Cyber Sports Limited introduces students to careers they did not know existed: risk analysis, digital forensics, policy, compliance, ethical hacking, and governance. Just as importantly, it teaches collaboration, critical thinking, and decision-making under pressure.
Employers are paying attention.
Scholarships, internships, and pipeline partnerships are emerging as organizations realize that traditional credentials often lag behind real-world ability. Competition reveals skill faster than coursework alone.
“I don’t expect the vast majority of players to become cybersecurity analysts. What I expect is that they’ll understand the technology they use every day,” Riley said.
Our regional champions have gone on to Microsoft’s cybersecurity defense forces, and others into three-letter agencies. Players at every level go on to get MBAs and work at companies like Target, Caterpillar, and Medtronic.” -Shawn Riley
Riley is blunt about the stakes. Cybersecurity incidents already cost tens of billions of dollars annually. Misinformation destabilizes communities. Data breaches expose children’s personal information long before they can consent.

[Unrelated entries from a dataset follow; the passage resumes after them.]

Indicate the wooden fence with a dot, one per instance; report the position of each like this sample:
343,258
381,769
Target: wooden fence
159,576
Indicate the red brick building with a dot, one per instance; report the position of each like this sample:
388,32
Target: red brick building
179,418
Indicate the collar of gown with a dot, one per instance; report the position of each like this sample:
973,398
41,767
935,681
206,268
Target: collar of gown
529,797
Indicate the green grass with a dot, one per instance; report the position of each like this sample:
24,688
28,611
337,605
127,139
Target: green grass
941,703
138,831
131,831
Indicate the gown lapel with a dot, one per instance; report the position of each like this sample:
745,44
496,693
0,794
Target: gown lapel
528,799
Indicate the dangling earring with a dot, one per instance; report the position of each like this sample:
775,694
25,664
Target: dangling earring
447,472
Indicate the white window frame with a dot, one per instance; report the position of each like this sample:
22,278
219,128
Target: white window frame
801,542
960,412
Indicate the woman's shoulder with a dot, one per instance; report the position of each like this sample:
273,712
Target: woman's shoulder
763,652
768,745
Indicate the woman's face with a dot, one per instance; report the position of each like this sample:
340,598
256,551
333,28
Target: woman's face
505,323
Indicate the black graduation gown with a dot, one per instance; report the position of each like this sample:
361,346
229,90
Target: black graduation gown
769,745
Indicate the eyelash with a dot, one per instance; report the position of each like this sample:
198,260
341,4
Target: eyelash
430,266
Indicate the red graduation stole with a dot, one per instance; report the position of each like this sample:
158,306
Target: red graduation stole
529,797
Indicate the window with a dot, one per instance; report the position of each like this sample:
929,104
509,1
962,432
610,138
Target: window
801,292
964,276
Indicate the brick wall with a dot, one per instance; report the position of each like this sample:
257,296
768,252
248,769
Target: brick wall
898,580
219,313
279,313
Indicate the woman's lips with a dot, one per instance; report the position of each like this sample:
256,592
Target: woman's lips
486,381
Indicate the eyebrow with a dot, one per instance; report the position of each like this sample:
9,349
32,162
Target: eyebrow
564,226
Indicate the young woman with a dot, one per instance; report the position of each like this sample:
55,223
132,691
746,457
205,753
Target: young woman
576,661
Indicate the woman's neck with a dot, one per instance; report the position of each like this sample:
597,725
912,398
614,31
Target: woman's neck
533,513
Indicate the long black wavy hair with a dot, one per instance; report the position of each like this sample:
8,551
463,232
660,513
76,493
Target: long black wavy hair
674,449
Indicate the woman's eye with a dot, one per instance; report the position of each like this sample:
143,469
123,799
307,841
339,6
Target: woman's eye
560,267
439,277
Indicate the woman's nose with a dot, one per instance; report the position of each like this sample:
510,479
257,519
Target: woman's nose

Waiting until adulthood to teach digital responsibility, he argues, is like waiting until a car crash to explain seatbelts.

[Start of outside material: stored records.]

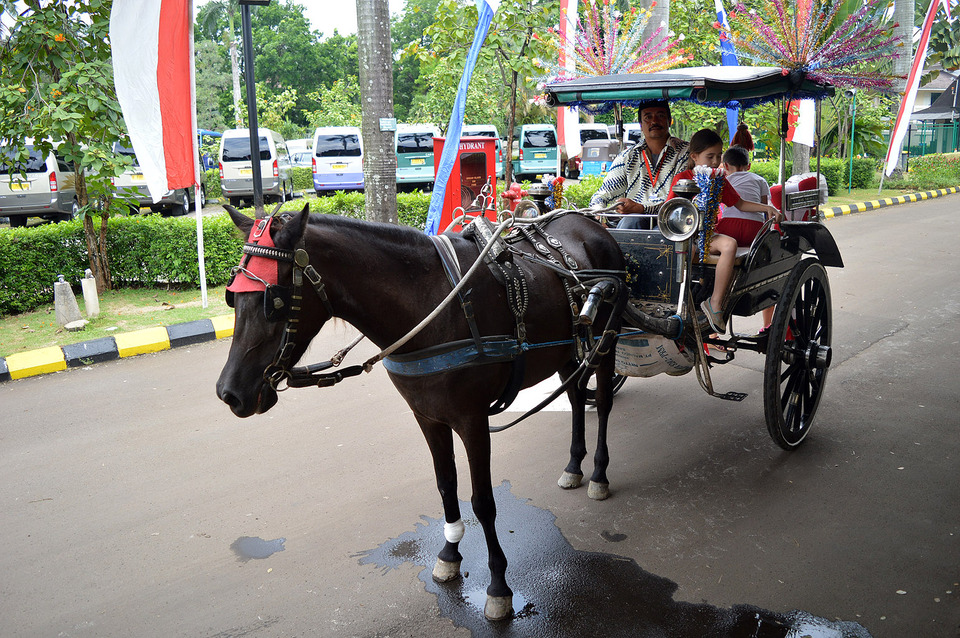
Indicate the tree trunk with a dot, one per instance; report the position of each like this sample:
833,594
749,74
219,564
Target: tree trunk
376,97
903,60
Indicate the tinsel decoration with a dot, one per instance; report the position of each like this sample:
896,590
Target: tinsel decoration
799,38
710,182
607,42
555,199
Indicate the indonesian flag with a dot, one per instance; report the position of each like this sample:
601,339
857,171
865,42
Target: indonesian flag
568,118
152,43
913,84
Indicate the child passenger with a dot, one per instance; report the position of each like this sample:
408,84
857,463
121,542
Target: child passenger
706,149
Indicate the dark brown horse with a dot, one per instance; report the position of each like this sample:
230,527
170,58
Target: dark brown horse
384,280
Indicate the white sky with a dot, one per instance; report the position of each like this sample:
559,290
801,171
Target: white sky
327,15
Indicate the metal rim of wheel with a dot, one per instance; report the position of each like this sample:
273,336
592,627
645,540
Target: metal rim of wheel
798,354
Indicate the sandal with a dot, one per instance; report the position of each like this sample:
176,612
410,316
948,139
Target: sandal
714,318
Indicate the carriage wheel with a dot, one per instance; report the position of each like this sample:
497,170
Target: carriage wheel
618,381
798,354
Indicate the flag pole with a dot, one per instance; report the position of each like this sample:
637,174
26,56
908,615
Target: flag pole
197,181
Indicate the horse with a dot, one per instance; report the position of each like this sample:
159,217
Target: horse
363,268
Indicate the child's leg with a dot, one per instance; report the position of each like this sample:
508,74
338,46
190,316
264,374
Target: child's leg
726,248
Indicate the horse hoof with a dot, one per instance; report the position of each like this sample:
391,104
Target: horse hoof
598,491
569,481
444,572
498,607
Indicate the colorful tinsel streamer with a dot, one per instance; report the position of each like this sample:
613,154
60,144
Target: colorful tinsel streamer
606,42
800,37
710,182
555,199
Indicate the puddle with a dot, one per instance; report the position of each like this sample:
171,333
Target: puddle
561,592
247,547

“We don’t need more awareness campaigns,” Riley said. “We need education that sticks.”
Cyber Sports Limited sticks because it feels real. It’s measurable. It’s competitive. It’s social.
And it meets students where they are.
The most meaningful outcomes of Cyber Sports Limited aren’t trophies or rankings.
They’re moments.
A student who never spoke in class, now leading their team through a complex challenge…a young woman realizing she belongs in a space she was told wasn’t for her…a rural school competing on equal footing with a large urban district.
These moments compound.
Over time, they shift who feels entitled to opportunity.
Riley doesn’t position Cyber Sports Limited as a silver bullet. He positions it as an infrastructure providing a foundation for a safer, smarter, more equitable digital future.
“This is about agency,” he said. “About making sure kids are not just consumers of technology, but also become stewards of it.”
In a world where the game never stops, Cyber Sports Limited teaches students how to play with skill, integrity, and purpose.